The initiative primarily aimed at the liberation of a group of people from manual sweeping of household dry toilets; and collecting and carrying away of human excreta usually on head to a designated place on the outskirt of village/town. Dry Toilets are non-flush toilets that a household construct as a family toilet, whereby each day the accumulated night soil (human excreta) is cleaned and collected manually by a human being. Manual Scavenging is done by one of the scheduled castes known as Balmiki community and worse, among them by women including minor girls. The practice is being carried on from generation to generation and is being culturally accepted rather legitimized. This is an obnoxious and degrading occupation, which the manual scavengers themselves despise, but due to socio-economic and cultural entrapping feel helpless and trapped into. The practice is detrimental to the health, dignity and human freedom of manual scavengers and their families and has serious bearing of their life span. This is one of the worst known employments in human history and memory. The entire family of Manual Scavenger has to go through the dilemma of lifelong self esteem, experience physical and social segregation and untouchability. The everlasting imprints of Manual Scavenging can be seen on the children of this particular caste group.
Manual scavenging seems to be a thing of past. But hard reality is that even in third millennium India the inhuman practice of cleaning and carrying human excreta by human being exists. More painful is the audacity with which this brutal reality is negated. In response to the Supreme Court of India’s direction in 2003, most of the state governments reported abolition of manual scavenging. Can there be any parallel to this worst form of human rights violation? Can there be any justification for any further leverage to this inhuman practice?
Dry latrines affected its users by exposing them to all types of diseases and health hazards, specially caused by feaco-oral route, and much worse than those caused by open field defecation. Especially they affect women and children who are in the house for most of the times in the midst of stinking environment and flies, exacerbated further by delay in cleanliness. They also affect people living in the vicinity of houses having dry latrines, because they are also exposed to all types of health hazards. Excreta lie open sometimes for two or three days as well and sometimes washed away into open drains. The situation was so bad that many outsiders used to report nausea and sickness after visiting villages /town areas having large number of dry latrines.

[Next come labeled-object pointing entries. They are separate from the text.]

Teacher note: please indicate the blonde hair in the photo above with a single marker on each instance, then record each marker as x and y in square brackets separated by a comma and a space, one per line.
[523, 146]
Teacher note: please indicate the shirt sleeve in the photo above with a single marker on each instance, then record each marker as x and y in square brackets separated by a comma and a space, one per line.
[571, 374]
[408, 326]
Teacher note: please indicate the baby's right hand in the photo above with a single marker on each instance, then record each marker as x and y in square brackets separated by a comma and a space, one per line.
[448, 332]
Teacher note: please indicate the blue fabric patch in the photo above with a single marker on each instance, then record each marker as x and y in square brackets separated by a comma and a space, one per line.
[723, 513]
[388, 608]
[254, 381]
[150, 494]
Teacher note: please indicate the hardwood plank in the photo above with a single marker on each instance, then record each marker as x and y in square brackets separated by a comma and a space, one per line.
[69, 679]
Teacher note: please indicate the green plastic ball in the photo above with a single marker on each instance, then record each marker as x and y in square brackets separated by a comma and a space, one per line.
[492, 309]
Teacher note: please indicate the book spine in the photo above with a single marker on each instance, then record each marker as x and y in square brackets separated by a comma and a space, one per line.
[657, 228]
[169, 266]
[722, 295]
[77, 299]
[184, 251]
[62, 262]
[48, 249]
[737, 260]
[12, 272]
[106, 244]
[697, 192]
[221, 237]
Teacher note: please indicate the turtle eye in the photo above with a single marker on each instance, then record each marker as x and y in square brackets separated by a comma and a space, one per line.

District Budaun had around 50,000 dry toilets in rural areas and around 20,000 dry toilets in urban areas. There by having around 4 lacs people using dry toilet and around 8 lacs people getting adversely affected. As a result, frequent outbreak of epidemics such as of diarrhea, dysentery, jaundice, gastroenteritis, typhoid, and intestinal worms were common. The district had Infant Mortality Rate of 110 (120 for Rural Females). In year 2009 the district had one of the highest cases of wild polio viruses in India. Of the 66 High Risk Blocks identified by WHO and UNICEF for Polio Eradication in U.P., 16 development Blocks were in Budaun District (there are a total of 18 development Blocks in district!). The UN agencies engaged in district could not correlate it with dry latrine prevalence.
Thus dry latrines and consequent manual scavenging constitute a problem that transgresses into the domains of caste and gender; health and occupation; human dignity and freedom; and human rights and social justice and it is impossible to attain the Millennium Development Goals 1, 3, 4, 5, 6 & 7 without addressing the issue.